Question

for the equation $x^{2}+y^{2}-6x - 2y-6 = 0$, do the following.
(a) find the center $(h,k)$ and radius $r$ of the circle.
(b) graph the circle.
(c) find the intercepts, if any.

(a) the center is $(3,1)$.
(type an ordered pair.)

the radius is $r = square$.

Explanation:

Step1: Rewrite the given equation in standard form

The general equation of a circle is $(x - h)^2+(y - k)^2=r^2$, where $(h,k)$ is the center and $r$ is the radius.
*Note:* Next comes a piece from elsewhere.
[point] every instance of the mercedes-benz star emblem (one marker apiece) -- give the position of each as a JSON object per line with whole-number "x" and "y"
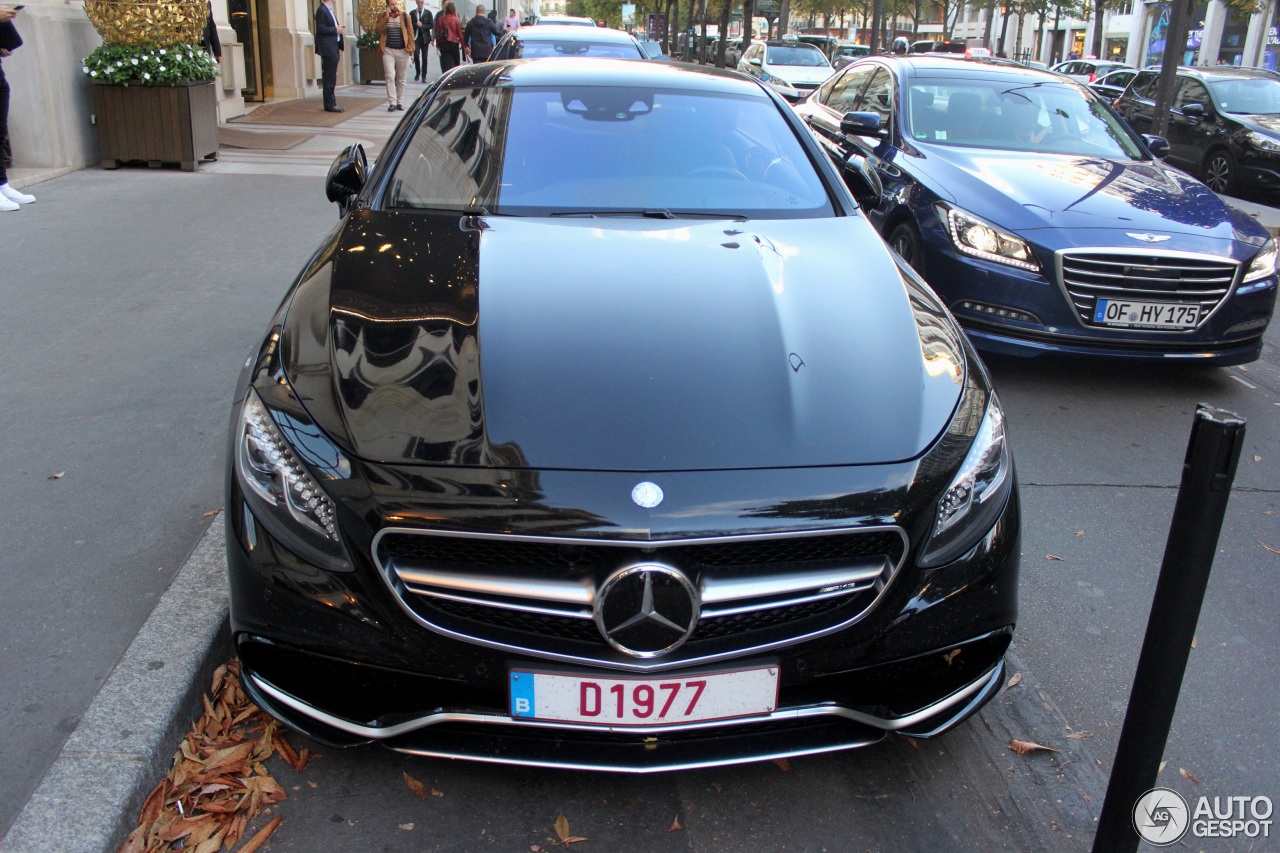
{"x": 647, "y": 495}
{"x": 647, "y": 610}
Given $x^{2}+y^{2}-6x - 2y-6 = 0$. Complete the square for $x$ and $y$ terms.
For the $x$ - terms: $x^{2}-6x=(x - 3)^{2}-9$. For the $y$ - terms: $y^{2}-2y=(y - 1)^{2}-1$.
So the equation becomes $(x - 3)^{2}-9+(y - 1)^{2}-1-6=0$, which simplifies to $(x - 3)^{2}+(y - 1)^{2}=16$.

Step2: Identify the radius

Since the standard - form of the circle is $(x - 3)^{2}+(y - 1)^{2}=16=(x - 3)^{2}+(y - 1)^{2}=4^{2}$, by comparing with $(x - h)^{2}+(y - k)^{2}=r^{2}$, we can see that $r = 4$.

Answer:

4